Four states will vote on ballot initiatives to decriminalize pot

A man holds a marijuana joint in his clenched fit during the DCMJ.org marijuana protest in front of the U.S. Capitol last year. Some conservative politicians are warming up to the idea of marijuana legalization. (Bill Clark/CQ Roll Call file photo)
A man holds a marijuana joint in his clenched fit during the DCMJ.org marijuana protest in front of the U.S. Capitol last year. Some conservative politicians are warming up to the idea of marijuana legalization. (Bill Clark/CQ Roll Call file photo)

Attorney General Jeff Sessionsmemo in January urging state officials to enforce federal marijuana laws has not stalled momentum toward decriminalization across the country. Four states will vote on pot proposals in November. 

For years, the Democratic Party has hoped marijuana ballot initiatives will motivate their voters to turn out. The theory is far from settled political science, but anecdotal evidence this cycle looks optimistic for embattled Democrats, even as they offer only meek support for the initiatives on the campaign trail.

One state to watch in particular: North Dakota.
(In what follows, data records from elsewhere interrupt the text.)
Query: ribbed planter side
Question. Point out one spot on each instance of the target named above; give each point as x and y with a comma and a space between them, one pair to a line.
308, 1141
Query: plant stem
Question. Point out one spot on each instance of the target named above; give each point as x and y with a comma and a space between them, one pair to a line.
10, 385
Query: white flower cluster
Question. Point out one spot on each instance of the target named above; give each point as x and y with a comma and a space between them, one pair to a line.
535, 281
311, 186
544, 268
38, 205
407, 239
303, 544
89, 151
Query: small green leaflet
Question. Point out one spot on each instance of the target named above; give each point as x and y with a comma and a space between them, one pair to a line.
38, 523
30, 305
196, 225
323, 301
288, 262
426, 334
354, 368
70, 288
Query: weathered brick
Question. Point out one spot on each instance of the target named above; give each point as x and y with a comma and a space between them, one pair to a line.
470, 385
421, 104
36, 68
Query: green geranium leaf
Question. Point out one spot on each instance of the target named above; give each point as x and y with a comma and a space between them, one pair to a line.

Voters in North Dakota will weigh recreational use, where Democrats support legalization at a higher rate than Republicans do, according to the Brookings Institute.

A boost in youth turnout could prove crucial to incumbent Democratic Sen. Heidi Heitkamp, who faces a neck-and-neck re-election challenge against Republican Rep. Kevin Cramer in a race Inside Elections with Nathan L. Gonzales rates Tilts Republican.

Voters will weigh whether to allow recreational marijuana use and retail sales, and whether to expunge and seal the criminal records of adjudicated defendants convicted of any marijuana-related crime, according to the Bismark Tribune.

Beyond that, the measure includes few details, imposing no limit on possession.

“This [measure] is basically a referendum,” Dave Owen, chairman of the North Dakota Marijuana Legalization Initiative, told the paper. “Do you want recreational marijuana? Yes or no.”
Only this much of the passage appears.